Dengan demikian singkatnya bagi siapapun yang hendak mengajukan praperadilan wajib memahami hukum acaranya sebagaimana telah ditegaskan dalam KUHAP. Selain itu penting juga memahami ketentuan khusus bagi praperadilan dalam lingkup penetapan tersangka. Mahkamah Agung (MA) melalui Surat Edaran MA No. 5 Tahun 2021 tentang Pemberlakukan Rumusan Hasil Rapat Pleno MA Tahun 2021 sebagai Pedoman Pelaksanaan Tugas Bagi Pengadilan. Secara khusus telah menegaskan hal-hal dalam rumusan kamar pidana sebagai berikut:
“Dalam perkara tindak pidana, sejak berkas perkara dilimpahkan dan diterima oleh pengadilan serta merta menggugurkan pemeriksaan praperadilan sebagaimana dimaksud Pasal 82 ayat (1) huruf d KUHAP, karena sejak dilimpahkan perkara pokok ke pengadilan status Tersangka beralih menjadi Terdakwa, status penahanannya beralih menjadi wewenang Hakim. Dalam hal Hakim Praperadilan tetap memutus dan mengabulkan permohonan pemohon, putusan tersebut tidak menghentikan pemeriksaan perkara pokok.”
Praperadilan untuk Menguji Pelanggaran HAM
Proses peradilan pidana yang tata caranya diatur melalui KUHAP sangat terkait erat dengan Hak Asasi Manusia (HAM), mengapa? Ketika penerapan hukum pidana dilakukan terhadap seseorang dan/atau siapapun yang diduga melakukan tindak pidana, maka kemerdekaan dan kebebasan atas diri seseorang dibatasi dalam kurun waktu tertentu. Sehingga jikalau proses penegakan hukum pidana tidak dimbangi dengan mekanisme pengujian yang sah melalui praperadilan, maka potensi pelanggaran HAM dapat terjadi. Karenanya, praperadilan sebagai sebuah mekanisme pengujian menjadi sangat penting.

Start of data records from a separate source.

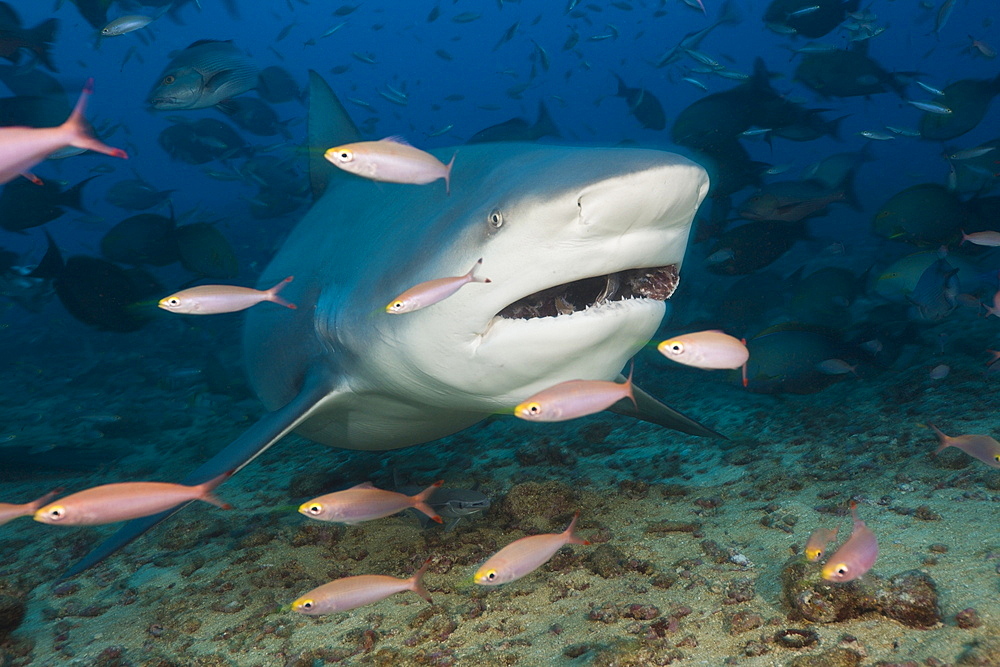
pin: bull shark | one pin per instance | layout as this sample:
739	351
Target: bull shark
582	246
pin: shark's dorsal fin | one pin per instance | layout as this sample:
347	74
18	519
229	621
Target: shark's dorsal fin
651	410
329	126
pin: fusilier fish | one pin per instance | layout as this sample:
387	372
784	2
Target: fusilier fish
21	148
215	299
391	160
109	503
364	502
818	541
11	511
982	447
855	556
525	555
573	399
202	75
431	291
353	592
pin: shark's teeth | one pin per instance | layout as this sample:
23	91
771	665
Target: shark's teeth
654	283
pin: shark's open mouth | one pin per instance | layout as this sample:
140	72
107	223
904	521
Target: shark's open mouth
651	283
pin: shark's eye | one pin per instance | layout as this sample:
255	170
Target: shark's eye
496	218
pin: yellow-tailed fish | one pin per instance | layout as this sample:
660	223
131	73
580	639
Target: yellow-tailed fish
364	502
981	447
215	299
430	292
391	160
353	592
10	511
124	501
525	555
574	398
818	541
855	556
21	148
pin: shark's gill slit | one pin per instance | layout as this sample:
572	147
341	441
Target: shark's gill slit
652	283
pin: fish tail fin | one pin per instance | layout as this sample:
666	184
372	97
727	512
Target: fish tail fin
420	501
417	581
78	128
447	174
943	440
571	536
472	273
41	38
272	294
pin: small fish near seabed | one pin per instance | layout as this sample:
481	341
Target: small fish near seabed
855	556
818	541
573	399
216	299
353	592
364	502
21	148
524	556
391	160
110	503
11	511
432	291
981	447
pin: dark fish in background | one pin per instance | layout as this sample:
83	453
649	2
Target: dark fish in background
105	296
202	141
24	204
276	85
796	14
643	105
969	100
146	238
205	252
135	194
14	39
255	116
204	74
847	74
925	213
753	246
518	129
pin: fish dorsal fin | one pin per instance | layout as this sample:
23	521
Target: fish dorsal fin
329	126
202	42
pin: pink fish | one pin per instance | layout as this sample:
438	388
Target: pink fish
818	541
574	398
525	555
353	592
21	148
391	160
127	500
9	512
982	447
364	502
215	299
855	556
430	292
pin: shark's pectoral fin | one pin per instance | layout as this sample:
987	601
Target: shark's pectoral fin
252	443
654	412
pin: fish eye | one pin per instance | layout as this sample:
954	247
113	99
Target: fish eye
495	218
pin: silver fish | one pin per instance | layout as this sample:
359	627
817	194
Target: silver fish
203	75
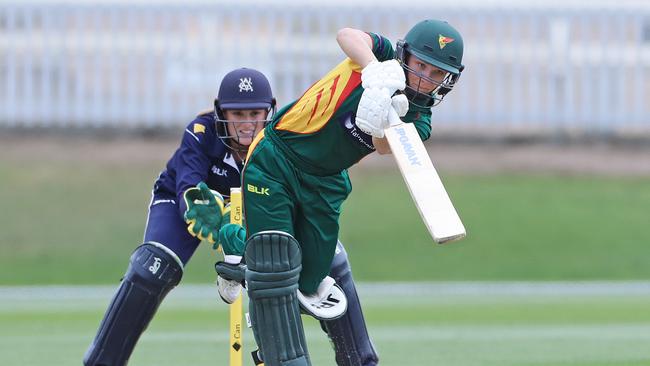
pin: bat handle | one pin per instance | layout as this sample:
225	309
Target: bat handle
393	118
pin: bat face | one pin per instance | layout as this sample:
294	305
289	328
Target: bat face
423	182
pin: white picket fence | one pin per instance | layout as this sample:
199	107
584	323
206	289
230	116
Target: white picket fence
532	66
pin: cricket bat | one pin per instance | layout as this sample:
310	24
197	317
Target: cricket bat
236	308
423	182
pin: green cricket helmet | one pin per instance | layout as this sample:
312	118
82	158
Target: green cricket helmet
439	44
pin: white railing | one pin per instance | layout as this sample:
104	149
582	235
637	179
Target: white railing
538	66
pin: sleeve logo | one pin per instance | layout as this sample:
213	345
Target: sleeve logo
199	128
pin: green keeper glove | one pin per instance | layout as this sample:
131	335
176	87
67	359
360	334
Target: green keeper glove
204	213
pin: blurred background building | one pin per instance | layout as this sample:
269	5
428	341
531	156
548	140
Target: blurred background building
548	67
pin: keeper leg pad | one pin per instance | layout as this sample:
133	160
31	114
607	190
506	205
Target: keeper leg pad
153	271
274	263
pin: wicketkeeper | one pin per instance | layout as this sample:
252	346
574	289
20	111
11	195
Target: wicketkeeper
295	178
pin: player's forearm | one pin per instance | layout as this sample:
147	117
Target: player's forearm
357	45
381	145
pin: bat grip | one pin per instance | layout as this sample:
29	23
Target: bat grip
393	118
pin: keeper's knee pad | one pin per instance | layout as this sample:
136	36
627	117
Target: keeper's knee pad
153	271
348	333
274	263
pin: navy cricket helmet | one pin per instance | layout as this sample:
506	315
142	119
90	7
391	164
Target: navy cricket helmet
242	89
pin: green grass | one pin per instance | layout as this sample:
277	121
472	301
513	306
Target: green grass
430	327
76	223
519	227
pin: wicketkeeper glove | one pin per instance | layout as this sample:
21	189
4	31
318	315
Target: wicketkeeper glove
230	279
204	213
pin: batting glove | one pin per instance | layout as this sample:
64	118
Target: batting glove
401	104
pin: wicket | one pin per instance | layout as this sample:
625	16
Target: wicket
236	308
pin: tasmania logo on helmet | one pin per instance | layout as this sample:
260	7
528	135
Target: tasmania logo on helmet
245	85
443	41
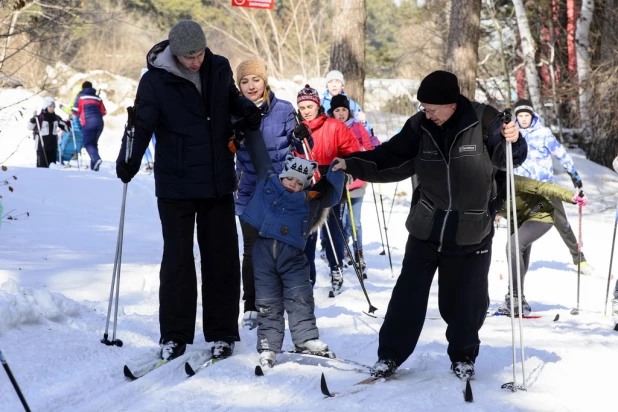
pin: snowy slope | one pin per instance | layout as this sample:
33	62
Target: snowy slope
56	266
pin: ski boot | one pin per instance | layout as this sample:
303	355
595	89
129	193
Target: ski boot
463	369
384	368
505	308
315	347
249	320
222	349
172	349
267	359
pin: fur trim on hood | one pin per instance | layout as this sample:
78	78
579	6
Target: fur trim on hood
320	221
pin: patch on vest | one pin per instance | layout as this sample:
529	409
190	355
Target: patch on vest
467	148
536	209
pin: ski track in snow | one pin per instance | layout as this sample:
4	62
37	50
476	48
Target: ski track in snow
56	267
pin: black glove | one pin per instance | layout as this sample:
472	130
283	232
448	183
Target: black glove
577	181
302	132
252	117
125	171
349	179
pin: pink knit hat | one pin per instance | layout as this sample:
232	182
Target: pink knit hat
308	94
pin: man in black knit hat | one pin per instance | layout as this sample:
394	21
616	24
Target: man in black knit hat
453	146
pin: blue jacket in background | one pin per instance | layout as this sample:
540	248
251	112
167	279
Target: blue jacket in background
282	215
192	159
277	127
542	145
354	108
91	110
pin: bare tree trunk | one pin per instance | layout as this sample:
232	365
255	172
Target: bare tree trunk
571	19
583	67
604	146
505	68
348	51
14	18
462	48
528	49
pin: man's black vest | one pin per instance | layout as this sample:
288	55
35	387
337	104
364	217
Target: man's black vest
463	184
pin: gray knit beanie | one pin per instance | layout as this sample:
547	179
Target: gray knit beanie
187	38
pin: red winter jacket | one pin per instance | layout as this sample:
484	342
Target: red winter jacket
331	138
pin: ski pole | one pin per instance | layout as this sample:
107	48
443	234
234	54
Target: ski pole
74	145
611	258
575	311
354	237
388	247
375	202
130	130
359	274
14	382
392	204
41	140
511	216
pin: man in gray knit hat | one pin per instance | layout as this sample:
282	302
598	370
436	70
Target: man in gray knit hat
186	98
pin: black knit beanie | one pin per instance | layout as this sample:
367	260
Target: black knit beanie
524	106
439	87
338	101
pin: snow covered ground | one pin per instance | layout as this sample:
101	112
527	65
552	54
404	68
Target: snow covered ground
55	273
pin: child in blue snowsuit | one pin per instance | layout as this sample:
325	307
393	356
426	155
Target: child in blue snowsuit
286	210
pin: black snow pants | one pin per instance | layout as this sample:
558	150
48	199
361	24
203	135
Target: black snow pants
220	267
463	299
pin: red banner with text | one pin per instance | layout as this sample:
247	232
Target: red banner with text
254	4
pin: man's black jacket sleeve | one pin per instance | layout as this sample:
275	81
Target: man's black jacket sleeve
392	161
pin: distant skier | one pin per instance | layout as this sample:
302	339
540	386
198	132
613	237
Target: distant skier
285	209
331	138
535	212
340	110
542	145
335	85
90	109
47	138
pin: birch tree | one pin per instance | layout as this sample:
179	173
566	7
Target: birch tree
462	49
583	67
528	53
348	45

Kovenan Internasional Hak-Hak sipil dan Politik telah menegaskan hal-hal sebagai berikut :
“Setiap orang berhak atas kebebasan dan keamanan pribadi. Tidak seorang pun dapat ditangkap atau ditahan secara sewenang-wenang. Tidak seorang pun dapat dirampas kebebasannya kecuali berdasarkan alasan-alasan yang sah, sesuai dengan prosedur yang ditetapkan oleh hukum.” (Pasal 9 ayat 1);
“Siapa pun yang dirampas kebebasannya dengan cara penangkapan atau penahanan, berhak untuk disidangkan di depan pengadilan, yang bertujuan agar pengadilan tanpa menunda-nunda dapat menentukan keabsahan penangkapannya, dan memerintahkan pembebasannya apabila penahanan tidak sah menurut hukum.” (Pasal 9 ayat 4);
“Setiap orang yang telah menjadi korban penangkapan atau penahanan yang tidak sah, berhak untuk mendapat ganti kerugian yang harus dilaksanakan.” (Pasal 9 ayat 5).
Kovenan Internasional tentang Hak-Hak Sipil dan Politik telah diratifikasi ke dalam hukum positif nasional melalui UU No. 12 Tahun 2005 tentang Pengesahan atas Kovnensi Internasional tersebut. Sebagai penutup, praperadilan merupakan sebuah mekanisme pengujian sebuah prosedur resmi yang mengatur tata cara dalam penegakan hukum pidana. Sehingga bagi siapapun yang mengalami perlakuan tidak sesuai dengan ketentuan hukum yang benar, maka mekanisme praperadilan dapat ditempuh dengan menyertakan alasan yang jelas.
Sumber Referensi:
- Undang – Undang Nomor 8 Tahun 1981 tentang Hukum Acara Pidana;
- Praperadilan, Apa yang Kau Cari, Luhut MP Pangaribuan ; Dosen Fakultas Hukum Universitas Indonesia dan Ketua Umum PERADI, KOMPAS, 30 November 2017;
- Putusan MK Nomor 21/PUU-XII/2014 perihal pengujian Undang – Undang (UU) No 8 Tahun 1981 tentang Hukum Acara Pidana (KUHAP) terhadap UUD Tahun 1945;
- UU No 12 Tahun 2005 tentang Pengesahan Kovenan Internasional tentang Hak-Hak Sipil dan Politik;
- Surat Edaran MA No 5 Tahun 2021 tentang Pemberlakukan Rumusan Hasil Rapat Pleno MA Tahun 2021 sebagai Pedoman Pelaksanaan Tugas Bagi Pengadilan.